La convocation
Lundi 06h58. Quartier Est.
Je fixais la convocation posée sur la table de la cuisine.
Papier épais, encre rouge, sceau en relief du CCSEG.
Les mots semblaient respirer par eux-mêmes.
« Vous êtes attendu au Centre de Contrôle, Sanction et Encadrement des Garçons – Secteur Est – à 08h00. Retard sanctionné. »
Ma mère me tendit un café.
Pas un mot. Pas besoin.
— Ils vont me faire quoi, là‑bas ? murmurai-je malgré moi. Ma voix dérapa, tremblante.
Elle serra les lèvres, un silence trop long.
— Je ne sais pas, Clément.
Ses doigts glissaient autour de sa tasse, nerveux.
— Je pense qu’ils… évaluent. C’est tout.
J’hochai la tête sans répondre. Comme si cette absence de réponse était déjà une forme de réponse.
Je glissai ma carte CCSEG dans ma poche.
Sur cette carte, un nom : K. Mendez.
Le nom de mon OSD, de mon Officier de Suivi et de Discipline.
Un nom abstrait jusqu’à aujourd’hui, mais à partir de maintenant, chaque heure de ma vie pourrait lui appartenir.
Je pliai la convocation en quatre et la glissai dans ma poche arrière.
La porte de l’immeuble se referma derrière moi avec un claquement sourd, résonnant comme une frontière franchie.
Dans la cage d’escalier, l’odeur de moisi se mêlait au produit ménager bon marché que la concierge répandait religieusement chaque matin.
Tout semblait soudain plus étroit, plus froid.
Dehors, le ciel était bas, couleur de béton mouillé.
Depuis quelques semaines, des hommes en uniforme gris stationnaient aux coins des rues, tablettes à la main.
Des contrôleurs — pas des policiers, pas des soldats.
Des fonctionnaires payés pour cocher des cases et repérer les écarts.
Et aujourd’hui, ils contrôlaient pour de vrai.
Je marchais d’un pas régulier : ni trop lent, ni trop rapide.
J’avais relu les consignes sur le site du Ministère :
« Un comportement naturel évite les contrôles inutiles. »
Pour la première fois, je regrettais d’avoir dix‑huit ans. Ou je regrettais d'être un garçons. Je ne savais plus trop.
Au carrefour, un panneau électronique clignotait :
« Rappel : Mise en place, ce lundi, des CCSEG pour les garçons de 18 à 25 ans. Convocations en cours. Présentez-vous à l’heure indiquée. »
Pas de ton martial.
Juste une neutralité glacée — la pire des menaces.
Un contrôleur leva les yeux en me voyant.
Visage fermé, badge « CCSEG – Agent de terrain » épinglé au coin de sa poitrine.
— Carte.
Je présentai mon identification CCSEG, les doigts légèrement crispés.

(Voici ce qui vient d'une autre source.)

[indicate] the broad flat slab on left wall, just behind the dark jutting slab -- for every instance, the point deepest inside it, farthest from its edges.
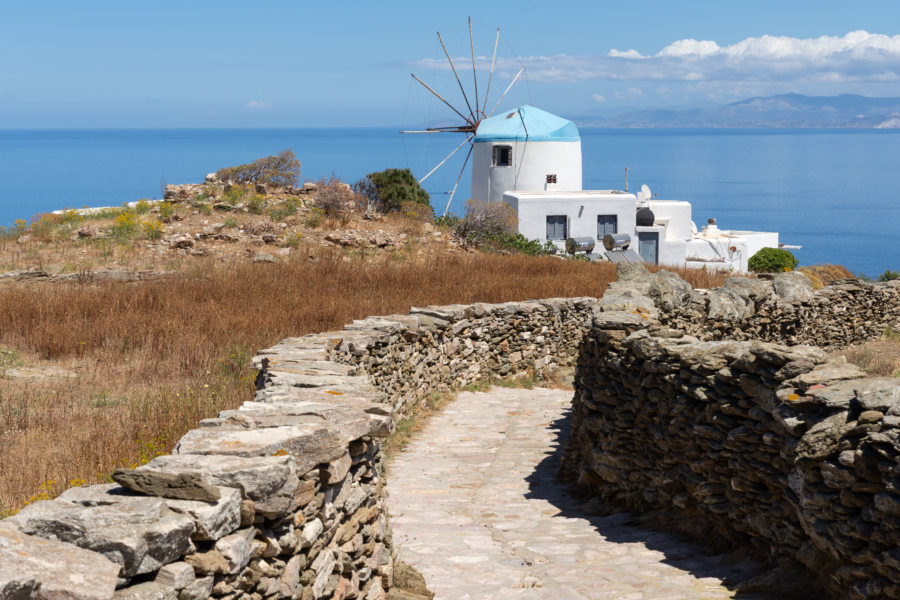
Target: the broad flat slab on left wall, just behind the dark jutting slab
(269, 481)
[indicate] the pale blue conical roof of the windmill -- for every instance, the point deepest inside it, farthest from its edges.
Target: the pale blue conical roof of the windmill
(526, 123)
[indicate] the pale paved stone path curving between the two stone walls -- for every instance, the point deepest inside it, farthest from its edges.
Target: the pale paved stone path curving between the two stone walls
(475, 508)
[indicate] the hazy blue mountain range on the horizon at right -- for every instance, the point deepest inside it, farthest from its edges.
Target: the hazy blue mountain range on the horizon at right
(846, 111)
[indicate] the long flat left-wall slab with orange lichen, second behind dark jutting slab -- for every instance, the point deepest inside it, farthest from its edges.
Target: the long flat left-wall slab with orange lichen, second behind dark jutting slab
(310, 444)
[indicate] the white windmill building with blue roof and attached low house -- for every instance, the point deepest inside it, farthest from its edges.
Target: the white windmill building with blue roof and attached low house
(531, 160)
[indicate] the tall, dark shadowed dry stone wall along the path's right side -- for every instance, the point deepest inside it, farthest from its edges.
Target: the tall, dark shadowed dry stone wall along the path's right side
(744, 442)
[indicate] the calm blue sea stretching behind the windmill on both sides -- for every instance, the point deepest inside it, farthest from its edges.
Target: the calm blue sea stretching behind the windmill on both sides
(835, 193)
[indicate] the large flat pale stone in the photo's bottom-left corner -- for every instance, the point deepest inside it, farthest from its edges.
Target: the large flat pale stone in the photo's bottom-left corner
(33, 567)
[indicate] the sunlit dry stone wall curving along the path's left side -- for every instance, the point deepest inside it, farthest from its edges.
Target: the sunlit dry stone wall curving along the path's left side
(281, 498)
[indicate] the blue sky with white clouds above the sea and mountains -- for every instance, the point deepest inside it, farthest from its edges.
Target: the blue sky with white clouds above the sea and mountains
(283, 64)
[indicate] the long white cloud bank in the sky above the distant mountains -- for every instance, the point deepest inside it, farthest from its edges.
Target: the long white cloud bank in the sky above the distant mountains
(858, 56)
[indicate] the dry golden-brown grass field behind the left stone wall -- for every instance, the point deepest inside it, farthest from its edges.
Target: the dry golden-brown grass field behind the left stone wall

La tablette bipait, mécanique, neutre.
L’agent hocha la tête, déjà passé à un autre.
Ni sourire. Ni mot.
Juste l’indifférence fonctionnelle de quelqu’un qui manipule des dossiers… pas des vies.
07h12. Arrêt de bus.
J'attends le bus. Finalement, il arrive.
L’ambiance dans le bus était lourde, compacte.
Trois garçons de mon âge fixaient le sol.
Épaules contractées, respirations discrètes.
Personne ne voulait croiser un regard — on était génés.
Un homme d’une cinquantaine d’années feuilletait son journal, mais je remarquai ses yeux glisser régulièrement entre les colonnes imprimées et nous, les jeunes hommes.
Une satisfaction froide, presque imperceptible.
Comme si l’ordre revenait enfin — quel qu’en soit le prix pour nous.
Le bus s’arrêta dans un crissement sec.
Devant nous, un bâtiment bas, massif, entièrement en béton armé.
Gris anthracite. Sans fenêtres.
Seulement des grilles d’aération et des caméras pivotantes aux angles, des yeux mécaniques qui ne clignaient jamais.
Une double clôture barbelée encerclait le périmètre.
Aux portes, deux hommes en uniforme gris, immobiles comme des statues.
Un panneau métallique indiquait simplement :
« CCSEG – Secteur Est. Accès interdit au public. »
Je descendis.
Mes baskets crissèrent sur le gravier, un bruit clair dans un silence trop épais.
Je pris une profonde inspiration.
Puis j’avançai.
Il n’y avait plus vraiment de choix.